United Airlines: Frequent Flyer Program
(6 pages of text)
Case (Pub Mat)
From 1980 to 2010, frequent flyer programs (FFPs) had evolved from simple customer reward programs to independent profit-generation business models. The airline industry had seen enormous success with FFPs, which had become businesses of their own. In June 2014, however, United Airlines announced that as of March 1, 2015, it would move from awarding miles based on distance flown to awarding miles for dollars spent per ticket, following in the footsteps of Delta Air Lines. According to the new mileage accrual plan, most United Airlines passengers would earn fewer reward miles. Many customers saw this change as a significant devaluation of award miles and complained about United Airlines’ new policy. Who benefited from the revenue-based FFPs and how would the new program affect the behaviour of United Airlines’ customers?
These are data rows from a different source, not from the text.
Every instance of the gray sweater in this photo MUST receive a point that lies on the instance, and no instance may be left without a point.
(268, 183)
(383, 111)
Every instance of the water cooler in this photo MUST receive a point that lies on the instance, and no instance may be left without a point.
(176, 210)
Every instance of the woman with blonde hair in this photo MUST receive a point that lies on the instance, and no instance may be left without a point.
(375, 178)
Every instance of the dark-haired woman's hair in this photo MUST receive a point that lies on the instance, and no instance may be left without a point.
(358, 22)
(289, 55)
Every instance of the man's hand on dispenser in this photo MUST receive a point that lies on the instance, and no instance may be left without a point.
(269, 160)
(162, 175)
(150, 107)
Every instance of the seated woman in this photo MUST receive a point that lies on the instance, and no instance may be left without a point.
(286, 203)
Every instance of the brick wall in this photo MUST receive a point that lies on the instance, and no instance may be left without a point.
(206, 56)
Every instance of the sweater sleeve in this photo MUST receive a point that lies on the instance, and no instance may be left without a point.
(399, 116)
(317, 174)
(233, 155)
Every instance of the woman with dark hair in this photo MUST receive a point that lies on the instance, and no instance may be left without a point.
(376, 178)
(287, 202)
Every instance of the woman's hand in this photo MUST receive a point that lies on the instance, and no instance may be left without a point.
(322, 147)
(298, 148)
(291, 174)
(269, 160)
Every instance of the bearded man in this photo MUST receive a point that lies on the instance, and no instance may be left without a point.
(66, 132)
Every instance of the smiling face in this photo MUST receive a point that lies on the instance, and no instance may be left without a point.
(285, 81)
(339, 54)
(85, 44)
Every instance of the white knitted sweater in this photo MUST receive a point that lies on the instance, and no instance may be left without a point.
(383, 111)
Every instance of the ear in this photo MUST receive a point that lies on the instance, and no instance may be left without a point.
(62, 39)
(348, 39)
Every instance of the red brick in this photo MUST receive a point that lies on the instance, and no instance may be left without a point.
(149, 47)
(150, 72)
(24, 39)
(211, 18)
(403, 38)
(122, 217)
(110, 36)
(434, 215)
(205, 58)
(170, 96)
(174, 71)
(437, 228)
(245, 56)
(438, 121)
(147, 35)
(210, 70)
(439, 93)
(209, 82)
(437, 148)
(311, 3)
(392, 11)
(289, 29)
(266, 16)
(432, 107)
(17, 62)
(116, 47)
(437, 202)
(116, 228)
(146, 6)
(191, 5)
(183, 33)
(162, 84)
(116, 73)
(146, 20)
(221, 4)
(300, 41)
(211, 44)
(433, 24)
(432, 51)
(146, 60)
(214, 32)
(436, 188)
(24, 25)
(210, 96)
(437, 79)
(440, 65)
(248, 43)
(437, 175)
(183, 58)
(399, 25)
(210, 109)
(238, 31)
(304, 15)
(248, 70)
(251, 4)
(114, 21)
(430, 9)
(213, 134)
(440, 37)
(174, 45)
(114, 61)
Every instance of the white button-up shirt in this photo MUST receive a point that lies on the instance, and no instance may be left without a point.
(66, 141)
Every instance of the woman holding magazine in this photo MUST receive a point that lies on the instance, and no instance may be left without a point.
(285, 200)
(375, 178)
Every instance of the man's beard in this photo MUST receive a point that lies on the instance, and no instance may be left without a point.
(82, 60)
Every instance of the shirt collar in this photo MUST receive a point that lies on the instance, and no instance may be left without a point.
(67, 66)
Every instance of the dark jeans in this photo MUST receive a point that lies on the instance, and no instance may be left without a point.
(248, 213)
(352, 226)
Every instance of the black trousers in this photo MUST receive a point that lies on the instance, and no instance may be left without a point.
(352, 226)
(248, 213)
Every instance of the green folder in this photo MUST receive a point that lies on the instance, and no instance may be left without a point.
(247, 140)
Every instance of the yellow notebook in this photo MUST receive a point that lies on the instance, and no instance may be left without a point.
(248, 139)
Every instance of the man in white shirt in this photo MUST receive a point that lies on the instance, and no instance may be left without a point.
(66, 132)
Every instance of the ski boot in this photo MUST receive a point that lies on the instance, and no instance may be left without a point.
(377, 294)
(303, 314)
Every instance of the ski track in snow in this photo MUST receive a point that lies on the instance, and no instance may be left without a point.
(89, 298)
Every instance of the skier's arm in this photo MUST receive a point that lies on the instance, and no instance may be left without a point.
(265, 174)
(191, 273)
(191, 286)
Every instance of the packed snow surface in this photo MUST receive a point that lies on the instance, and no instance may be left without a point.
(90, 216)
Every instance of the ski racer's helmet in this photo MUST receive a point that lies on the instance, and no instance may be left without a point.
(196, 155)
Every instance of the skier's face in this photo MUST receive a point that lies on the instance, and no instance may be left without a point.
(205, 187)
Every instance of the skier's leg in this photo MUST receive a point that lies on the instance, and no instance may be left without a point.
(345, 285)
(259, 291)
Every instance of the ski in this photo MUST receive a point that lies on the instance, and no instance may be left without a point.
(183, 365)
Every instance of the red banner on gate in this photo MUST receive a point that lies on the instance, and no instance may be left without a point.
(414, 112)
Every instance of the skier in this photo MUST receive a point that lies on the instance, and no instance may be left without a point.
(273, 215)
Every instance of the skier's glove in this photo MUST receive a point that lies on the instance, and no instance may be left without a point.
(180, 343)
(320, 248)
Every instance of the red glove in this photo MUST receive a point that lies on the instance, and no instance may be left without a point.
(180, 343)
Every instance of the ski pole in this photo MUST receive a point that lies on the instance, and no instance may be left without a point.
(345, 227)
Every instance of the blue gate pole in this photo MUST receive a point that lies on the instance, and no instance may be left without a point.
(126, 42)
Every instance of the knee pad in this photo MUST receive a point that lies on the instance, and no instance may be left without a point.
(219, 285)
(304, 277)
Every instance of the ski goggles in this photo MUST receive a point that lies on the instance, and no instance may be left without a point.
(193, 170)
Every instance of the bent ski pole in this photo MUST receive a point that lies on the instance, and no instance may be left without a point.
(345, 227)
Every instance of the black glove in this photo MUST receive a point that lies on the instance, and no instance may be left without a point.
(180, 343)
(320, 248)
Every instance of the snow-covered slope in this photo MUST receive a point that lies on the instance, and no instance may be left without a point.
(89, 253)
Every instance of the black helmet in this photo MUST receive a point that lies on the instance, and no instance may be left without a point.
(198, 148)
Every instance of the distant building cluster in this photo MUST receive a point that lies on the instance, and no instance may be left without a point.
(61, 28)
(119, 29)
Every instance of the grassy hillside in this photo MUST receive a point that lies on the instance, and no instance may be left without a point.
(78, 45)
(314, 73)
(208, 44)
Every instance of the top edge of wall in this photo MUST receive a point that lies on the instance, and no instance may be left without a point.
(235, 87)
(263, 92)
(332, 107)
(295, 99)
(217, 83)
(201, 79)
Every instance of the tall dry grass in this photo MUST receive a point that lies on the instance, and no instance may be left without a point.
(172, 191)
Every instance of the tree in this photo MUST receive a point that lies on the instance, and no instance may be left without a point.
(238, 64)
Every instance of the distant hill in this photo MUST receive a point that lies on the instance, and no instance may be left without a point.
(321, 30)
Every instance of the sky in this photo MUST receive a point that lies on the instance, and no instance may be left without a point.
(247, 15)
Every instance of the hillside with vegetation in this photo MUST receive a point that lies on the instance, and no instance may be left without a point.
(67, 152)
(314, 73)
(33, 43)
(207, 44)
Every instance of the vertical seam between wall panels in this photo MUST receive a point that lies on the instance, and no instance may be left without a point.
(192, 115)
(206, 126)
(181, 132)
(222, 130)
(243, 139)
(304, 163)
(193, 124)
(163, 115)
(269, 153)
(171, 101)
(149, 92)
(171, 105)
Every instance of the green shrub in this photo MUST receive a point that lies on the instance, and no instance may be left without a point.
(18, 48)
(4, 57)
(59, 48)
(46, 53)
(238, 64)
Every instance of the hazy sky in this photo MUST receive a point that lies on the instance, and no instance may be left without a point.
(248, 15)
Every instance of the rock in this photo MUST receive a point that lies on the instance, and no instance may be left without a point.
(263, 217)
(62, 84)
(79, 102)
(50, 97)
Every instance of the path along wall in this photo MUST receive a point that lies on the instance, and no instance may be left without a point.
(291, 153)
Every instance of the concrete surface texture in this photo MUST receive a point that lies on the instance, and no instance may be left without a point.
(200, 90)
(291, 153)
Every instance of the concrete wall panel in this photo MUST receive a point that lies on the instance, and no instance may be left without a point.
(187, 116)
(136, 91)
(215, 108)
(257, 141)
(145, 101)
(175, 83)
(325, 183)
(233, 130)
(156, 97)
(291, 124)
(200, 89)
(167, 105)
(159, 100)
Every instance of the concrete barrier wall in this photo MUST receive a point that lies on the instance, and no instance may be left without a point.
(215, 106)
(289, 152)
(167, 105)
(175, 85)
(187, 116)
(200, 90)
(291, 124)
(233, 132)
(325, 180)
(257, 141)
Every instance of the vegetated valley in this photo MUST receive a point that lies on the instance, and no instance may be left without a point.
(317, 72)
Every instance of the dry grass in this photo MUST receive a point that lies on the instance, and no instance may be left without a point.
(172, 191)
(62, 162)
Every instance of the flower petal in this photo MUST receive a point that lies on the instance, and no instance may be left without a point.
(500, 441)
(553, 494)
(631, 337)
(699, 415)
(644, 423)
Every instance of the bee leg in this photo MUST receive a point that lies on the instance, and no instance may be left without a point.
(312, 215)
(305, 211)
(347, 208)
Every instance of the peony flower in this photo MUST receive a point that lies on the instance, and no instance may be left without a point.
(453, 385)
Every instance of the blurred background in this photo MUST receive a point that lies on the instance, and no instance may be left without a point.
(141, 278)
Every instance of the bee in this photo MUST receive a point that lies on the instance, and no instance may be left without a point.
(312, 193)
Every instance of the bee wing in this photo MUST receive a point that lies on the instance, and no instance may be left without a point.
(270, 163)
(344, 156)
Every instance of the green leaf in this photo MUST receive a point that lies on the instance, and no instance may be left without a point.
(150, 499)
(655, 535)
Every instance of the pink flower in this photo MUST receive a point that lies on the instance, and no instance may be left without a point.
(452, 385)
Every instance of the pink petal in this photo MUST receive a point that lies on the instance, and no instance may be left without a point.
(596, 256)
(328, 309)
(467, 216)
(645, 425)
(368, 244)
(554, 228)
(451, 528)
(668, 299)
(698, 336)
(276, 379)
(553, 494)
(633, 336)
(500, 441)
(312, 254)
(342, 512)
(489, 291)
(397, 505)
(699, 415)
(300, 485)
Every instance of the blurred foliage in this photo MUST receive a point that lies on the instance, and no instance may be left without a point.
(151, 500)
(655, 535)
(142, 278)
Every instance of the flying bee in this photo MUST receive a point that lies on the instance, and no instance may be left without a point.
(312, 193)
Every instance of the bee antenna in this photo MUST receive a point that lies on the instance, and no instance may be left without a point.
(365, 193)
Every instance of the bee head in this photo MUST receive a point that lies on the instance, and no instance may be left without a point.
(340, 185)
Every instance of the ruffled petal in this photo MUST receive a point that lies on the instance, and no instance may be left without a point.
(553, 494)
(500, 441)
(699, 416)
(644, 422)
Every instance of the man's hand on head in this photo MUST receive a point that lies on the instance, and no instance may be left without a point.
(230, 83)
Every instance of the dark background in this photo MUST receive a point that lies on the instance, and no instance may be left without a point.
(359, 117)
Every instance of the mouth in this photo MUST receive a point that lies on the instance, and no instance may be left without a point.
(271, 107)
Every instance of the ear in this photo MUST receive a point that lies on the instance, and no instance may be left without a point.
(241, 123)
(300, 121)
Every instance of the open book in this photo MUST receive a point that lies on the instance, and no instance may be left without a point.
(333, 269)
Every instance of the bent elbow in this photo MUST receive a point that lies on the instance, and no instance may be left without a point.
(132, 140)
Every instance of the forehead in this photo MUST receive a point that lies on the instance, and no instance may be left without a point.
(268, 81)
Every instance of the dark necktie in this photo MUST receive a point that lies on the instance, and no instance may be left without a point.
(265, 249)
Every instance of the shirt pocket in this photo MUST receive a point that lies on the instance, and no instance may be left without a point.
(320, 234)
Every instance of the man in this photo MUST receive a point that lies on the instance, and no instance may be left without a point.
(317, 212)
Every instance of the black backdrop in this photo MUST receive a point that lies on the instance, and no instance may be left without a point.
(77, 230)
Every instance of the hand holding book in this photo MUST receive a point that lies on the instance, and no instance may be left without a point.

Should American Airlines also adopt the revenue-based FFP?
The case strives to promote an understanding of the following:
- The structure and dynamics of the airline industry.
- The evolution of a business model — specifically, the transition of FFPs from customer reward programs to profit-generating business models.
- Strategic decision-making based on game-theory thinking.
- The pros and cons of revenue-based FFPs.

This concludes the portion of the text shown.